Tu as mentionné que Manu était agacé par la compétition entre les deux Rhapsody. Es-tu toi-même agacé par ça ?
La compétition ne m’agace pas parce qu’il y en a partout. Nous avons notre propre position sur le marché. Nous avons nos fans. Donc ça va, je suis content avec ça. C’est plus la confusion et ce truc avec le nom Rhapsody. Quand Luca [Turilli] et moi nous sommes séparés, nous avons décidé que je pouvais garder le nom Rhapsody Of Fire et c’est ce que j’ai fait. J’utilise ce nom depuis dix ans.
A propos de la composition, tu as déclaré que « sachant que [tu as] un groupe capable d’exprimer cette musique sur scène, ça [te] donne une base solide pour composer avec assurance ». Mais ça n’a pas toujours été le cas ? Es-tu plus confiant maintenant ?
Oui. Il y a deux facteurs. Tout d’abord, le groupe est composé d’amis, nous nous entendons tous bien. Les musiciens aiment beaucoup jouer sur scène, ils peuvent être très techniques si besoin et nous avons un fantastique chanteur. Tout le monde est super. Ceci, évidemment, te donne un gros boost quand arrive le moment d’écrire des chansons. Je dois dire que j’ai toujours été confiant, mais c’était différent dans le passé parce que je travaillais toujours avec Luca Turilli et nous partagions tout. Evidemment, nous avons toujours eu de super musiciens dans le groupe. C’est juste que maintenant, comme je suis la personne principale à être responsable de la composition – même si j’écris des choses avec Roberto De Micheli aussi – et de tant de choses, la perspective est différente. L’autre facteur très important, c’est le mix. Sebastien « Seeb » Levermann a fait un boulot fantastique sur chaque album qu’il a mixé, mais pour Glory For Salvation, il a vraiment mis la barre plus haut. La puissance, l’énergie, la clarté et la définition que nous avons sur Glory For Salvation sont fantastiques, c’est unique. Ça aussi, ça aide beaucoup pour un compositeur. Quand tu écris une chanson et que tu sais que tu auras ce type de mix qui fait aussi bien sonner ta chanson, ça te donne un enthousiasme et une volonté de composer des chansons, car tu sais qu’elles vont sonner super bien. Il y a donc deux facteurs importants : le groupe et le mix.
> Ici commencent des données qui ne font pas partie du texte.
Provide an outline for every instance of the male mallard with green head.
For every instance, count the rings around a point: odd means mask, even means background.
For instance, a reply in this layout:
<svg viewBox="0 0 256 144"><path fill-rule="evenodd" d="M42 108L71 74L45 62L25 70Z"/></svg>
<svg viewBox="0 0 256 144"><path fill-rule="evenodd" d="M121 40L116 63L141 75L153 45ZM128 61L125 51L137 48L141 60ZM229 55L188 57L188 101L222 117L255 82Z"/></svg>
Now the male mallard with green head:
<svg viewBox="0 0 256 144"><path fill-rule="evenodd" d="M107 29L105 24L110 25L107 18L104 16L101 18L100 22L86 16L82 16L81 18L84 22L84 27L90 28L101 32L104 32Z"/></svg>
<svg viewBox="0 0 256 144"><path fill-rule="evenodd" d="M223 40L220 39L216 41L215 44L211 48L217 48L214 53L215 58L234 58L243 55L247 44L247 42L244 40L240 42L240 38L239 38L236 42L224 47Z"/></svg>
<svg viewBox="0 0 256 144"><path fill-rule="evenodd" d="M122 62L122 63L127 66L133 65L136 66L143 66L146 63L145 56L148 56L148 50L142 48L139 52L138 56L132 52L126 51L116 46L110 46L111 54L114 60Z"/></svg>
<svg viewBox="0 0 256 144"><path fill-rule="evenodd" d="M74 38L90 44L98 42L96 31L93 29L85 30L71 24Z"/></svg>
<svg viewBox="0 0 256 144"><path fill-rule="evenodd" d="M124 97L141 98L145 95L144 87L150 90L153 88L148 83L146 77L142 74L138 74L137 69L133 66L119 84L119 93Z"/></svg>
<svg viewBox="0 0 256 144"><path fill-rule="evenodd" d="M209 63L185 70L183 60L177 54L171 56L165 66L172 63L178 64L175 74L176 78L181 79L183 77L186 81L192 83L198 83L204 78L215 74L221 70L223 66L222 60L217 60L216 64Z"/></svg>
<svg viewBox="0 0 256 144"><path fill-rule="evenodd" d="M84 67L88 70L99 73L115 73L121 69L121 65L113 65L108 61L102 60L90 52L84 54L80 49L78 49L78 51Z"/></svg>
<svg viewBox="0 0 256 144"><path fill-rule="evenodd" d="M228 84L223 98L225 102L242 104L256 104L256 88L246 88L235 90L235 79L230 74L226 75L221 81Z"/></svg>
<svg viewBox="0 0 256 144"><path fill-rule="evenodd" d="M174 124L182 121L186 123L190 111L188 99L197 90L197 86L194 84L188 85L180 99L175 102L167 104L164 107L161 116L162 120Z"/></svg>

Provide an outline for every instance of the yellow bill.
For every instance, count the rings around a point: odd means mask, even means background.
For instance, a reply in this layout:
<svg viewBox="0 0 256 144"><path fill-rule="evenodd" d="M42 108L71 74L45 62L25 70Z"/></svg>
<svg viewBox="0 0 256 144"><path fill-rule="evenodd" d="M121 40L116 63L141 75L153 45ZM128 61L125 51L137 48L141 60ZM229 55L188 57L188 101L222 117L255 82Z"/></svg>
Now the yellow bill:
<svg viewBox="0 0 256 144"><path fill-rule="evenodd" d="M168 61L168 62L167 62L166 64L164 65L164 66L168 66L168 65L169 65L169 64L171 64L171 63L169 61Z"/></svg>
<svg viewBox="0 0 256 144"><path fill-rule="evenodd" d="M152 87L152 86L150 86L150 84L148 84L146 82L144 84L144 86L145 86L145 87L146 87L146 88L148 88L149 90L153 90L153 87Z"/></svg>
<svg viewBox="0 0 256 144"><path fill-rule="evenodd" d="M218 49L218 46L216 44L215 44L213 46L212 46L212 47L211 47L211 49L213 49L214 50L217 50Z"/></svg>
Tu as aussi déclaré essayer de « composer de la musique qui collera autant que possible à l’histoire, mais [tu] ne veux pas trop le faire. [Tu ne] veux pas faire à cent pour cent un concept album. [Tu] veux quelque chose qui [t’]offre plus de liberté musicale, et c’est pour cette raison que les paroles viennent à la fin. » Est-ce que ça veut dire que l’histoire et la saga sont toujours secondaires par rapport à la musique pour toi ?
Je ne dirais pas que c’est secondaire, c’est juste ainsi que se déroule le processus. Je n’ai jamais composé la moindre partie ou chanson où les paroles sont venues en premier. Mais je comprends que ça puisse se passer ainsi pour certains styles. Je ne pense pas que ça arrive souvent dans le metal. C’est plus commun dans la pop et le rock parce qu’on veut écrire quelque chose qui, d’abord, n’est pas très rapide ni très brutal. Donc dans ce cas, je peux comprendre qu’on puisse écrire en premier des paroles ou peut-être des paroles et des mélodies en même temps. Mais vu la musique que nous faisons et la vitesse à laquelle nous jouons, pour moi, en tant que musicien, c’est important de connaître et d’avoir d’abord le morceau. Evidemment, Rhapsody Of Fire a un son très particulier avec des chansons et un style très spécifiques. Donc au final, dans tous les cas, tout va bien se marier. C’est la raison pour laquelle je commence avec la musique et ensuite je laisse Giacomo écrire les textes. C’est ça le processus, mais à la fin de la production, quand on a le mix et que l’album est prêt, on réalise que tout se combine parfaitement. Je suis confiant et très content de ça.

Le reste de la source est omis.